Sa perte à tous les cœurs épris de sa morsure,
Sans plus de miel, va laisser la blessure ;
Pleurez !
Et vous, Chanson, qu’elle appelait près d’elle,
Et qui n’osiez qu’effleurer de votre aile
Ses fils dorés,
Sous le lilas désert, où sa place est laissée,
Soir et matin, fidèle à sa pensée,
Pleurez !
EN REVENANT DU CONVOI DE GABRIELLE[1]
Quand, de la jeune amante, en son linceul couchée,
Accompagnant le corps, deux Amis d’autrefois,
Qui ne nous voyons plus qu’à de mornes convois,
À cet âge où déjà toute larme est séchée ;
Quand, l’office entendu, tous deux silencieux,
Suivant du corbillard la lenteur qui nous traîne,
Nous pûmes, dans le fiacre où six tenaient à peine,
L’un devant l’autre assis, ne pas mêler nos yeux,
Et ne pas nous sourire, ou ne pas sentir même
Une prompte rougeur colorer notre front,
- ↑ Gabrielle Dorval, fille de la célèbre actrice de ce nom et l’amie du poète Fontaney.

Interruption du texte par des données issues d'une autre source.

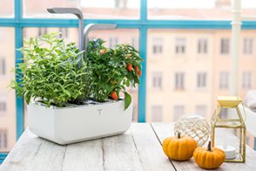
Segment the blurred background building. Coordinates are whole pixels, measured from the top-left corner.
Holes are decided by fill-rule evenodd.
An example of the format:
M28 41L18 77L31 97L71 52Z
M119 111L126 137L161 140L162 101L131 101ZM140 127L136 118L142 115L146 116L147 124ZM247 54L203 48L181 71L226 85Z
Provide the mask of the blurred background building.
M0 2L0 17L11 17L13 1ZM148 19L231 20L230 0L210 0L209 4L201 8L195 8L192 3L180 8L177 1L172 1L172 3L166 2L148 0ZM139 1L136 0L23 0L23 15L27 18L60 20L73 18L73 15L48 14L45 9L51 7L75 7L82 9L85 21L92 18L137 20L139 19ZM256 14L255 9L256 5L254 9L246 7L243 14ZM67 42L78 42L77 28L26 27L23 29L23 37L26 39L52 31L61 31ZM210 120L216 107L217 96L228 95L232 86L230 84L230 29L148 30L147 122L175 122L183 114L197 114ZM118 43L129 43L139 49L138 29L93 31L90 37L106 40L106 46L109 48L114 48ZM247 90L256 88L256 31L243 30L241 38L238 94L244 97ZM15 77L10 72L14 67L15 29L0 27L1 151L9 151L15 142L15 91L7 88L10 79ZM133 121L137 122L138 89L131 88L130 92L135 103ZM223 114L226 113L224 111ZM249 136L247 142L253 145Z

Celui-ci l’enleva de sa famille, l’emmena en Angleterre ; ils y vécurent quelques mois ensemble, de travail, de misère et d’amour ; ils en revinrent tous deux mortellement atteints. Ils moururent à six semaines l’un de l’autre, Gabrielle la première. À son convoi je me trouvai avec V. H. dans la même voiture.